A presidente, sempre do lado da lei, sempre do lado correto, insistiu na tese de que a Lava Jato deveria prosseguir. As ruas passaram a se vestir de verde-amarelo e o script do sujeito esperto foi seguido à risca.
Deu no que deu. A Lava Jato prosseguiu, mas como o sujeito esperto e seus colegas tinham e têm foro privilegiado, e como o foro privilegiado funciona devagar quase parando, antes que eles fossem atingidos, eles (que, como vimos num certo domingo, são a maioria) derrubaram a presidente.
Alguém poderá querer desmentir essa narrativa alegando: mas veja só, ainda ontem o Claudio Mariz de Oliveira, que estava cotado para ser o ministro da Justiça de Temer perdeu a indicação porque criticou a Lava Jato.
Sim, ele caiu, mas não por ser contra a Lava Jato e sim por tê-la criticado publicamente. Temer sabe que não se pode acabar com a Lava Jato à luz do dia, ela tem que ser parada nos bastidores, nas sombras, na calada da noite, que é onde ele sabe agir melhor do que ninguém, por alguém que saiba fazer dessa maneira e não dando entrevistas à Folha de S. Paulo.
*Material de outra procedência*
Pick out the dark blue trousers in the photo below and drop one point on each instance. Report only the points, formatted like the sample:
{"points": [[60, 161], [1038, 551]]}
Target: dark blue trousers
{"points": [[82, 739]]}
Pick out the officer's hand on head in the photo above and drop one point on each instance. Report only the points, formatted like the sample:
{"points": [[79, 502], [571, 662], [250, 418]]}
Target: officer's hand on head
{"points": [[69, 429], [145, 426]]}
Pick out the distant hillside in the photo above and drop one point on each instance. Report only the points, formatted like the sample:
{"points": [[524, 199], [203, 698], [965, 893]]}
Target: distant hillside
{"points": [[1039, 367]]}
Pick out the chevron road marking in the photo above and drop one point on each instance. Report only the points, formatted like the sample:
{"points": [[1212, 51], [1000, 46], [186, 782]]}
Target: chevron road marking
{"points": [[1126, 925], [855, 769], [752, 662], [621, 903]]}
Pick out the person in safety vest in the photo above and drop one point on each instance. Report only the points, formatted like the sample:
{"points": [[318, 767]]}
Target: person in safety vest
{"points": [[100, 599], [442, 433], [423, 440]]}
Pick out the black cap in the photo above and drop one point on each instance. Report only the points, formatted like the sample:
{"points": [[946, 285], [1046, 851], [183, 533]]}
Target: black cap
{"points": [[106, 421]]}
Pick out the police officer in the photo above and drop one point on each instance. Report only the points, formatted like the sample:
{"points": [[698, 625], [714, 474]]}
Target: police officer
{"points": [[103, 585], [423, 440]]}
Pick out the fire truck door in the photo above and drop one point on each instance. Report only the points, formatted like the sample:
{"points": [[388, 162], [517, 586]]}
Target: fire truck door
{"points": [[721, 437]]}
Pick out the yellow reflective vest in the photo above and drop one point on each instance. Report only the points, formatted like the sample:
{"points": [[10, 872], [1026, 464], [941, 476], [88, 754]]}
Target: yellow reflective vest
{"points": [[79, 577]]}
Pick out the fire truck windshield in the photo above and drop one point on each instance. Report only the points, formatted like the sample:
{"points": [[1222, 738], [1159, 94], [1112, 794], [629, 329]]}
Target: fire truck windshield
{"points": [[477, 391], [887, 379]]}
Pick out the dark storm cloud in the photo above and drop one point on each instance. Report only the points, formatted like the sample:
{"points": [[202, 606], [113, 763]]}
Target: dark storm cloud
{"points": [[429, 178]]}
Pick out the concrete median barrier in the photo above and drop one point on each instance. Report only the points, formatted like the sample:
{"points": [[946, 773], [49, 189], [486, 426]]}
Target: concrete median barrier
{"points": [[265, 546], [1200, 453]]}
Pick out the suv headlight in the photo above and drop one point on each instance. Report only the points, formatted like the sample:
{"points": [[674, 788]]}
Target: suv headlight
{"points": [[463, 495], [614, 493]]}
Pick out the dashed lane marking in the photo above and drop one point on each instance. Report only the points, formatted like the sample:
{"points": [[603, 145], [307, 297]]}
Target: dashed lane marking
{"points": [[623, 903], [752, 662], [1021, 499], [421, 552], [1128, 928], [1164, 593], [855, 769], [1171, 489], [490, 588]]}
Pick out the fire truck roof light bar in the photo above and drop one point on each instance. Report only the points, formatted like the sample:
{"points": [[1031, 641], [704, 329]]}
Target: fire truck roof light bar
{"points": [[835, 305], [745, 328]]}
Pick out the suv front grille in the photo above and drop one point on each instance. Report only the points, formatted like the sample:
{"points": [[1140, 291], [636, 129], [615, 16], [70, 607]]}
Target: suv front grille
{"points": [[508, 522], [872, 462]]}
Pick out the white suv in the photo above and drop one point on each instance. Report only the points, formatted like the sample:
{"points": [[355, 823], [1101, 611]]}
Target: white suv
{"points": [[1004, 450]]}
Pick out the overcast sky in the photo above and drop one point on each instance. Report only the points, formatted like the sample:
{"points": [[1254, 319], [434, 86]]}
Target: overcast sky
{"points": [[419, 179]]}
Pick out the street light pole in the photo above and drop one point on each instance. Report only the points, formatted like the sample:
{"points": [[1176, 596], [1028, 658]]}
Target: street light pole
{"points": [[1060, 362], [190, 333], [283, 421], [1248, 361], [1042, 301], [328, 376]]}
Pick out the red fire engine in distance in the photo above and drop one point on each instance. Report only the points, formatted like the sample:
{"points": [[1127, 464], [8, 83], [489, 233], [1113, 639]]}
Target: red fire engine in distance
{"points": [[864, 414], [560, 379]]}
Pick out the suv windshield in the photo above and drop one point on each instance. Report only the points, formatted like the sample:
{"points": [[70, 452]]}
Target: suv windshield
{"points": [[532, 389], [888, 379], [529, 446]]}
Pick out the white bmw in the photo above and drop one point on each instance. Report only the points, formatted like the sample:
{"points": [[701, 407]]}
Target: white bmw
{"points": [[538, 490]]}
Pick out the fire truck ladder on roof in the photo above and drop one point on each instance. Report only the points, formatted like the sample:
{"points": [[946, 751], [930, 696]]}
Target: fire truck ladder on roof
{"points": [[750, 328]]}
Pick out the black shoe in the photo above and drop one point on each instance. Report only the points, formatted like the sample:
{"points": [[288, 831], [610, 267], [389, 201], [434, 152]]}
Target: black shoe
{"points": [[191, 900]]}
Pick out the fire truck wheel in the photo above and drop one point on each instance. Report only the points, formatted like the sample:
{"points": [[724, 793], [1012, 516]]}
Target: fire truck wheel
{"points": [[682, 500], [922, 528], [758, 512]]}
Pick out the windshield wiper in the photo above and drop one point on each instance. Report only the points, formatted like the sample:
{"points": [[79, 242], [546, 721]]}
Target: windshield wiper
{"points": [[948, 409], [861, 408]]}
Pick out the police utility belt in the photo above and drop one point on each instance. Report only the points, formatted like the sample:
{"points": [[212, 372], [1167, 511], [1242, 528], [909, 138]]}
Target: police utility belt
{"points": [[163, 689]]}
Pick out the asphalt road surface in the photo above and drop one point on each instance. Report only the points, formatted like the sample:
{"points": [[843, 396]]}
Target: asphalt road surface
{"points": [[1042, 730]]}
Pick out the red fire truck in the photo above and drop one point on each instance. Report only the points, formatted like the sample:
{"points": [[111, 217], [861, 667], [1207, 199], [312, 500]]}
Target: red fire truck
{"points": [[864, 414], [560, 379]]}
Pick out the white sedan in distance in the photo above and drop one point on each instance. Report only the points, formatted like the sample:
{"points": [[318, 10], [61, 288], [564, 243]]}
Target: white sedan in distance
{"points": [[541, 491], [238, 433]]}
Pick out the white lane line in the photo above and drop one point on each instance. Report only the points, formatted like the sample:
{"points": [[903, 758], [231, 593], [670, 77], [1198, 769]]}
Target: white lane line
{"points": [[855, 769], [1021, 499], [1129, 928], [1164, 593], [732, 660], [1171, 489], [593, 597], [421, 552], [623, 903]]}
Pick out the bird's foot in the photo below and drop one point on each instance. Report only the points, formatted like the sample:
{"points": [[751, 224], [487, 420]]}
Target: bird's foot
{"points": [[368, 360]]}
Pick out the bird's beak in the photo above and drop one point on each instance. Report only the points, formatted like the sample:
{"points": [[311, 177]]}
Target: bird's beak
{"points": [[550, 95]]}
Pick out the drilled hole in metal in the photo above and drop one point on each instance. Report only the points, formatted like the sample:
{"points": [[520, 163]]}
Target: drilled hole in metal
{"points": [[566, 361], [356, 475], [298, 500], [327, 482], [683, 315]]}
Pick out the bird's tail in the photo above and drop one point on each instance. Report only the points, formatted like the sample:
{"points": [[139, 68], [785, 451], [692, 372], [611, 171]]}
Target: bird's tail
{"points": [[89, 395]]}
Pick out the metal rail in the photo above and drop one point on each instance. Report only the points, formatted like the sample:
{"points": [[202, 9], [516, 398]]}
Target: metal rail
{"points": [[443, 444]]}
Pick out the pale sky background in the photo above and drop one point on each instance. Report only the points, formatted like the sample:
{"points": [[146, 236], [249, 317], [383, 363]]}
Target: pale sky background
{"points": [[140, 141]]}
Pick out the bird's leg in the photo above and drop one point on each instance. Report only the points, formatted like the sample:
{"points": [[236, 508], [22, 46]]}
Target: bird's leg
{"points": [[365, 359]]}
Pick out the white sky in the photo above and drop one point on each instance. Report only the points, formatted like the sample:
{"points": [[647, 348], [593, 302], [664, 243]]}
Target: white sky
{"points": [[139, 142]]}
Dilma foi derrubada não porque rouba, mas porque não rouba. Foi derrubada pela maioria que rouba e cuja última esperança de fugir da cadeia era tirá-la da frente e colocar no seu lugar um político experiente, igual a eles, que sabe onde aperta o sapato.
Se ele também não resolver o problema deles, não tenham dúvida: vão derrubá-lo também.